The mechanics go beyond pegging out residences, workplaces and leisure facilities while staying in budget. This is a mean town indeed. Landlords are greedy and will raise the rent when accommodation is scarce. Rich folk will embrace their opportunities without qualm: as an older Itch.io update explains, “high-net-worth citizens will rent only low-density housing, and along with the upper class get NIMBY vibes and avoid buildings with disapproval aura.”

You’ll have to worry about pandemics, heatwaves, and compensating people for rezoning. There’s a local newspaper that tracks your decisions and does not spare the lash; if you reap some bad headlines, your budget may be reduced.

As developer explodi explains in last year’s announcement post, Microlandia is both a homage to and a critique of the classic SimCity. “I always wondered what will happen in simcity if citizens live or die because of the many real reasons that determine the length of our lives here on earth,” they write. “Life expectancy, accidents, bad health system, or the lack of access to it. This statistics exist [sic], and we can use the power of new technology [to] create more realistic simulations.”

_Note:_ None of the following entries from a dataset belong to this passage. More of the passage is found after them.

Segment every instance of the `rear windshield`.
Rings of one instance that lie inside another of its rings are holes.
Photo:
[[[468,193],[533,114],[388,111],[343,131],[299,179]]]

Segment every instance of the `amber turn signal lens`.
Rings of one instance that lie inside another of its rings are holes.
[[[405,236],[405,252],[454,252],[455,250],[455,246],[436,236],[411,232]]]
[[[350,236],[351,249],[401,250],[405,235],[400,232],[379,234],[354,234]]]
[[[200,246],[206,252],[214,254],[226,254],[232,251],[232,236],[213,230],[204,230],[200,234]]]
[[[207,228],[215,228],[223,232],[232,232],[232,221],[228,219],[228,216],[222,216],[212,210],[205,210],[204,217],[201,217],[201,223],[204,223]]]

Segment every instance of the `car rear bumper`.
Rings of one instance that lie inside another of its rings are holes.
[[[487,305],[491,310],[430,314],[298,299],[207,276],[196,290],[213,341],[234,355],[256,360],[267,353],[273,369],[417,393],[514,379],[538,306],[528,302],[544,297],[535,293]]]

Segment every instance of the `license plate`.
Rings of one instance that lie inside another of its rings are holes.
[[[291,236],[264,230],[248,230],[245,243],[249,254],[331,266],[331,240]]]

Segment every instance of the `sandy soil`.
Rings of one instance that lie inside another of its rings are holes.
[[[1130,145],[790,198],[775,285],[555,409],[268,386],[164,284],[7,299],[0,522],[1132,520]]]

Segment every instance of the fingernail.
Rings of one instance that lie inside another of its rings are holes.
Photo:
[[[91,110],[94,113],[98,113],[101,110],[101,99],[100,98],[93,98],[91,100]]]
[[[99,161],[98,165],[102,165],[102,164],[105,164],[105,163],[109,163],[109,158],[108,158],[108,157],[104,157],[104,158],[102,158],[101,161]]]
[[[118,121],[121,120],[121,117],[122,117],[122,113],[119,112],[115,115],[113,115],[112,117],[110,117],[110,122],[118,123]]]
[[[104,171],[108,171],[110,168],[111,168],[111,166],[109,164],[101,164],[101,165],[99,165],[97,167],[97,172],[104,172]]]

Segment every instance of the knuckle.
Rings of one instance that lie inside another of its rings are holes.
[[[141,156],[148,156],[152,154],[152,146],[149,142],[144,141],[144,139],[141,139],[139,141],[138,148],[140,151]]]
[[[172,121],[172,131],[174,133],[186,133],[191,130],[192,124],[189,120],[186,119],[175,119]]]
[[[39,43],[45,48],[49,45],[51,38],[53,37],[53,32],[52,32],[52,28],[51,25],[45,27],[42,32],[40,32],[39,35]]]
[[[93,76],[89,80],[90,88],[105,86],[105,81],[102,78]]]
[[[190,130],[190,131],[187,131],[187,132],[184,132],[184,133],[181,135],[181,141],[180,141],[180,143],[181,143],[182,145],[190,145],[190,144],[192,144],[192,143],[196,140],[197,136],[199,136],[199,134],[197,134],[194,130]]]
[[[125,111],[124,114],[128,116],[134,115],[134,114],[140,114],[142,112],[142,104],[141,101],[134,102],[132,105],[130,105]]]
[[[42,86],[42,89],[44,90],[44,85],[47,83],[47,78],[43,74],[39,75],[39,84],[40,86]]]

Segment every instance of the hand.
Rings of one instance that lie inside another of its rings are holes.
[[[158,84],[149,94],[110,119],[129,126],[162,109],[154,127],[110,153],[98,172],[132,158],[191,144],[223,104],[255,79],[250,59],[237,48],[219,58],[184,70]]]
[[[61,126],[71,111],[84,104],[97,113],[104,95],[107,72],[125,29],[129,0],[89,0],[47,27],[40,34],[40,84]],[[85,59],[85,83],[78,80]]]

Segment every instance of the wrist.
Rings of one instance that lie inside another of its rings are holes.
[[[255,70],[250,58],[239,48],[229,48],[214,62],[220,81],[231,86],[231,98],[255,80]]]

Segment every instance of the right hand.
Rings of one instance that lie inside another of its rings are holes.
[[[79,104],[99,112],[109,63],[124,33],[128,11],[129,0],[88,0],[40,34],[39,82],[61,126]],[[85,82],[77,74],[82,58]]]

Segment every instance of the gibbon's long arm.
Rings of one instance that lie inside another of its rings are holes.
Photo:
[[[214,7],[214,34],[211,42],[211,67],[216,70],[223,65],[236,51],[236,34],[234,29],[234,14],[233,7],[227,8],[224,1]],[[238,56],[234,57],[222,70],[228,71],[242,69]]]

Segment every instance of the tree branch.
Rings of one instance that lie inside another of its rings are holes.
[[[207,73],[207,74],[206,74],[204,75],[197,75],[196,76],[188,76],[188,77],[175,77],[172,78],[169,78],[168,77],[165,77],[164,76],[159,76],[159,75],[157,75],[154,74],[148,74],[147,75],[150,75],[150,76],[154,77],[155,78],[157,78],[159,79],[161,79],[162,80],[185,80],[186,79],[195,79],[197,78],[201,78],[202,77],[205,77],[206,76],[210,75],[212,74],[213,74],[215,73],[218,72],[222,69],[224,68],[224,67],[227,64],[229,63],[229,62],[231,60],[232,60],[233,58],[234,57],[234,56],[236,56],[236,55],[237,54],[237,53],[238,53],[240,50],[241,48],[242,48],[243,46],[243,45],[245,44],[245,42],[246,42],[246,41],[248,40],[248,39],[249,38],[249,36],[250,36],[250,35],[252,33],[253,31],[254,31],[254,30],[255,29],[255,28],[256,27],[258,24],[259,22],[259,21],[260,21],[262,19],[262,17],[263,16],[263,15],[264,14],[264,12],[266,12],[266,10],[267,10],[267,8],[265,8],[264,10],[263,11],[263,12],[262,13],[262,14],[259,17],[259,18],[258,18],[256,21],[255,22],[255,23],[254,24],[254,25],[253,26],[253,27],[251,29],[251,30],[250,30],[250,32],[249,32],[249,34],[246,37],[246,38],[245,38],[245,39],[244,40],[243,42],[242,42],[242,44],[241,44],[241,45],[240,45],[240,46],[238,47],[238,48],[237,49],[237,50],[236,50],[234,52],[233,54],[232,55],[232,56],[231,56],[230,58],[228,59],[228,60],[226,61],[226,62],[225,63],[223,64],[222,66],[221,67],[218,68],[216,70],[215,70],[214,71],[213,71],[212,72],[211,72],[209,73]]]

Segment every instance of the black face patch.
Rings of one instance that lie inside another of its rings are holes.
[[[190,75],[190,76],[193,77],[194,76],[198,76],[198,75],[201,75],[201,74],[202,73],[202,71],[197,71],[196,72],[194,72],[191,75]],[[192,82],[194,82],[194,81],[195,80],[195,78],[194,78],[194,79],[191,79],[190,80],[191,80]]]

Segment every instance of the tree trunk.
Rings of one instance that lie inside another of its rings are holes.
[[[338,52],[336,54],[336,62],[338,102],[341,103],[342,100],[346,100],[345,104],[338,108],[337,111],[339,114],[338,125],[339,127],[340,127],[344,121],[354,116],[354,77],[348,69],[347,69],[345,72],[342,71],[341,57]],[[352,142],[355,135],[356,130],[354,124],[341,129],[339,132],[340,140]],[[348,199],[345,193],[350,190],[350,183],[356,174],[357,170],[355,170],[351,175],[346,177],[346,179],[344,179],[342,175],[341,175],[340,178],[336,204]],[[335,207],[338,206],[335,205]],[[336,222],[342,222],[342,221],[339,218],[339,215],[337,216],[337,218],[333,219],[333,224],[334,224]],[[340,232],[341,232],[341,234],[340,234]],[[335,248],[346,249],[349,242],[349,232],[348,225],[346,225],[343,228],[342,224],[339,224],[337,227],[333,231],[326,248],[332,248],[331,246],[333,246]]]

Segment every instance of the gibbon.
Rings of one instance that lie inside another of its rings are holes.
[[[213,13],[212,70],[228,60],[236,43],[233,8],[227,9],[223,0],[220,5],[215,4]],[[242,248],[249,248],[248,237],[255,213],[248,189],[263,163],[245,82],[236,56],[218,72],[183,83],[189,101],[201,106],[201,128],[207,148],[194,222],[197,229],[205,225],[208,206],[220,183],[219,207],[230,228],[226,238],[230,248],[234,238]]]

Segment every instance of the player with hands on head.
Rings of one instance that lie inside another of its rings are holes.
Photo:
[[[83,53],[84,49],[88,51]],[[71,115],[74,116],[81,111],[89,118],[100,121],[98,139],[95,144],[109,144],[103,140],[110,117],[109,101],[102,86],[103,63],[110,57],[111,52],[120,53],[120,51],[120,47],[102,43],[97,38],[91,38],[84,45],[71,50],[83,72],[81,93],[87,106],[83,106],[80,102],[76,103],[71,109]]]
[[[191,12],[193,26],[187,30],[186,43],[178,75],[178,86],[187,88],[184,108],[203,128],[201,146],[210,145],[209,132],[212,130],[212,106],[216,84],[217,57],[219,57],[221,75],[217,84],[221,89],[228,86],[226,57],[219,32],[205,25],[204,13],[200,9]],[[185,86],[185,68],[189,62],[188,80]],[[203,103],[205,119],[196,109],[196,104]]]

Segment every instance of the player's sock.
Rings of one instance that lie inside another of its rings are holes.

The game’s mechanics draw on study of research shared by the World Bank, US Bureau of Labor Statistics, the US Environmental Protection Agency, National Equity Atlas and the Center for Urban Future, among others. They’re keeping track of all these sources in a colossal live document, auto-generated from the game’s code. If you’re proper nerdy about this stuff, I imagine you will have Opinions on the facts and figures therein. Do tell. You can also find Microlandia on Steam.